Beberapa dari mereka bekerja untuk jaringan besar seperti Fox, NBC dan CNN. Sedangkan yang lain bekerja untuk surat kabar, seperti Los Angeles Times. Banyak dari mereka adalah pekerja lepas, yang tanpa perlindungan dari perusahaan besar.

Di Minneapolis, tempat protes pertama kali terjadi setelah pembunuhan George Floyd pada 25 Mei, reporter CNN Omar Jimenez dan krunya ditangkap dan diborgol oleh polisi. Mereka ditangkap saat merekam jalan yang hampir kosong.

Gubernur Minnesota meminta maaf atas penangkapan para jurnalis.

Sebelumnya, pada 29 Mei, Linda Tirado, seorang fotografer lepas, dikejutkan oleh sebuah proyektil yang menyasar matanya.

Di Los Angeles, fotografer lepas Kanada Barbara Davidson mengatakan dia didorong oleh petugas LAPD setelah berulang kali mengatakan kepadanya bahwa dia adalah anggota pers. Kepalanya menabrak hidran, untungnya dia mengenakan helm skateboard.

“Dia benar-benar mengangkat kaki saya,” katanya kepada The Globe and Mail dalam sebuah wawancara.

“Itu agresi yang belum pernah saya alami sebelumnya,” lanjut dia.

Davidson mengatakan bahwa dia akan diinjak-injak oleh polisi anti huru hara jika pengunjuk rasa tidak menariknya ke tempat yang aman.

Di Louisville, Ky., Jurnalis siaran lokal Kaitlin Rust dan videografer James Dobson menangkap, seorang petugas polisi mengarahkan senapan bola merica ke arah mereka dan menembak berulang kali.

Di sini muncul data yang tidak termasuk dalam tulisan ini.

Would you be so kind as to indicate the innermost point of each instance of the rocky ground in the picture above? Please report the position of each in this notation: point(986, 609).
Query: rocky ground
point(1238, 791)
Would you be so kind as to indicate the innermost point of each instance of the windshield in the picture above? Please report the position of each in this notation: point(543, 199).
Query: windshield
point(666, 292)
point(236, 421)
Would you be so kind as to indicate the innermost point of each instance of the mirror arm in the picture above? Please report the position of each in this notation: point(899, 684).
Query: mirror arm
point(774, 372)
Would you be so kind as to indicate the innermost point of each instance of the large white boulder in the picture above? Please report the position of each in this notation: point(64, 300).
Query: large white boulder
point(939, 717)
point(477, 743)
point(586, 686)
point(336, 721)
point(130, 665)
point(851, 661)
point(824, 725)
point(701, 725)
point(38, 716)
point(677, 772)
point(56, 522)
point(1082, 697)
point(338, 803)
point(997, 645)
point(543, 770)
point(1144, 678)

“Aku tertembak!” Teriak Rust ketika dia terkena peluru merica, yang melepaskan bubuk merica. Departemen kepolisian Louisville meminta maaf kepada Rust.

Kekerasan terhadap wartawan dilakukan oleh warga sipil. Briana Whitney, seorang reporter televisi CBS di Phoenix, sedang menceritakan sebuah protes kepada pemirsa, ketika seorang pria meneriakinya dan mencoba untuk menjebaknya dan hampir membuat dia jatuh.

Sementara di Atlanta kerumunan pengunjuk rasa memecahkan jendela dan menyemprotkan logo CNN di luar kantor.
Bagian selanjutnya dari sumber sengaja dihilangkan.